The JW Marriott, inspired by the hotelier’s namesake founder, is an expression of “approachable, modern luxury.” The hotel brand currently counts 82 hotels in 28 countries, and in 2017 made its Vietnam debut with Vancouver, Tamuda Bay, Morocco and Jaipur, India to follow.

Marriott’s Bulgari Hotels & Resorts is also seeing growth with scheduled openings in Shanghai, Beijing and Dubai, United Arab Emirates in the second half of 2017.

After the completion of the merger, Marriott and Starwood also combined their loyalty programs to streamline their transition as separate companies into one conglomerate. Doing so provided loyalty guests greater flexibility in where they stay, opening up offers for more than 5,700 properties across the combined collection of hotels.

From October 2016, those who pay with a Starwood Preferred Guest by American Express card have been able to accrue points at Marriott Rewards hotels, while Chase Marriott Rewards and Ritz-Carlton Rewards Chase cardholders are able to do likewise at SPG participating properties (see story).

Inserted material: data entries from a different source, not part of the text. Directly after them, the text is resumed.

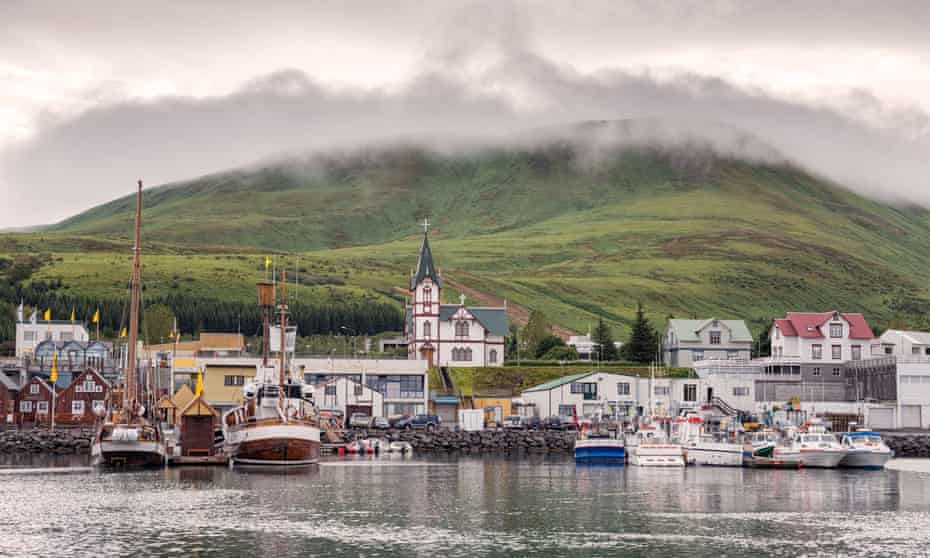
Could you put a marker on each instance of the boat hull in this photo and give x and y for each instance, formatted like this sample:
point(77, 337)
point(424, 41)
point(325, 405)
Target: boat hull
point(600, 451)
point(822, 459)
point(716, 454)
point(866, 459)
point(129, 454)
point(657, 456)
point(274, 444)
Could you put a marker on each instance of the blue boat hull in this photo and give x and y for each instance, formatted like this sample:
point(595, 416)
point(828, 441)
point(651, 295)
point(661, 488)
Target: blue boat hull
point(600, 455)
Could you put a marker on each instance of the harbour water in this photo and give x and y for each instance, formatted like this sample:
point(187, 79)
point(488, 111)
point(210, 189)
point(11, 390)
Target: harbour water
point(461, 507)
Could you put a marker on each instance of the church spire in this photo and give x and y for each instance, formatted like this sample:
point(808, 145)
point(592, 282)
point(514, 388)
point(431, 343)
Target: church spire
point(425, 266)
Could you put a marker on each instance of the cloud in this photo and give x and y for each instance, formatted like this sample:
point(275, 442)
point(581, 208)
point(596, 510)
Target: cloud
point(485, 76)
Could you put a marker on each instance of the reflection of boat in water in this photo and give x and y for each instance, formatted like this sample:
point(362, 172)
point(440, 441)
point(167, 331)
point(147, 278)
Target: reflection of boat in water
point(651, 448)
point(865, 450)
point(599, 449)
point(126, 437)
point(278, 423)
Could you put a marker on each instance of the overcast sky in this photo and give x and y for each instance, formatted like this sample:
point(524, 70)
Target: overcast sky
point(95, 94)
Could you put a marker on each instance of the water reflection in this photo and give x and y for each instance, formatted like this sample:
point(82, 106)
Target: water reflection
point(540, 506)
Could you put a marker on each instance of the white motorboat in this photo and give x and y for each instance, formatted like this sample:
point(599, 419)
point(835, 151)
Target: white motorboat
point(865, 450)
point(818, 447)
point(650, 447)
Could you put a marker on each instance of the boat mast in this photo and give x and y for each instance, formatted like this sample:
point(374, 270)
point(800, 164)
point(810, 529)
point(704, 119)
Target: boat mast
point(130, 402)
point(283, 325)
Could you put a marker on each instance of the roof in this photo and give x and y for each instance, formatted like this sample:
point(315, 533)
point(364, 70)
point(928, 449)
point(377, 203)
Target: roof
point(915, 337)
point(494, 320)
point(687, 330)
point(807, 324)
point(425, 266)
point(558, 382)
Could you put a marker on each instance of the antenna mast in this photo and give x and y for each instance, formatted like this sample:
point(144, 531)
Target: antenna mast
point(131, 396)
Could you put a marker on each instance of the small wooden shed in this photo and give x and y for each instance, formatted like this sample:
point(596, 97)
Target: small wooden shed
point(198, 422)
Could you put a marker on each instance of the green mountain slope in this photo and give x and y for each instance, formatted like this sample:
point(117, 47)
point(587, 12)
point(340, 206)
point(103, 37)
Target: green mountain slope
point(685, 232)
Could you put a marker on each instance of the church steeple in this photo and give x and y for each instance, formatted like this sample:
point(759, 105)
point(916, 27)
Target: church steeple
point(425, 266)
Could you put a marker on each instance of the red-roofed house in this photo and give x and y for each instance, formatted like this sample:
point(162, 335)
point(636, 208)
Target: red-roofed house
point(829, 337)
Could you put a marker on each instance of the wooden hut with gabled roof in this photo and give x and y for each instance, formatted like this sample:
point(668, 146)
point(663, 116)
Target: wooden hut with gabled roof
point(198, 424)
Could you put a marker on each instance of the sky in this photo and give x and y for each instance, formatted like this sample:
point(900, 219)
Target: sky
point(96, 94)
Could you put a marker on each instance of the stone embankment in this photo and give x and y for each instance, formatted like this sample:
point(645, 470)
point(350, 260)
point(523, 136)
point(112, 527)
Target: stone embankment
point(41, 440)
point(486, 441)
point(908, 444)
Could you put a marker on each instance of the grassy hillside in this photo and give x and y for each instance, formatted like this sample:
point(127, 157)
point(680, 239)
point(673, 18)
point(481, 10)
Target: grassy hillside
point(687, 234)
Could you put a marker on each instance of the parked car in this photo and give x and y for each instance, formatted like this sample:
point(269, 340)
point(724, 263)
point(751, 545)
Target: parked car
point(426, 422)
point(359, 420)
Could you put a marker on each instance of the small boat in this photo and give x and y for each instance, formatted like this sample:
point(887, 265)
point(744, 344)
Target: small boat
point(652, 448)
point(818, 447)
point(865, 450)
point(595, 448)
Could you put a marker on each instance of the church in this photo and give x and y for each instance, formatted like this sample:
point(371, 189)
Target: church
point(450, 334)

Marriott Rewards' landing site post-merger 

In the coming months, Marriott will unveil a new loyalty program for its hotels. An innovative program is likely to keep recurring guests faithful to Marriott.

“We started off with a bang … offering our loyalty members the ability to link their accounts and status match one day one … which is only a sign of what’s to come,” Ms. Edmundson said.

“There’s a lot of work taking place behind-the-scenes and members will continue to see the results of it as we plan to introduce a new, single loyalty program in the future,” she said.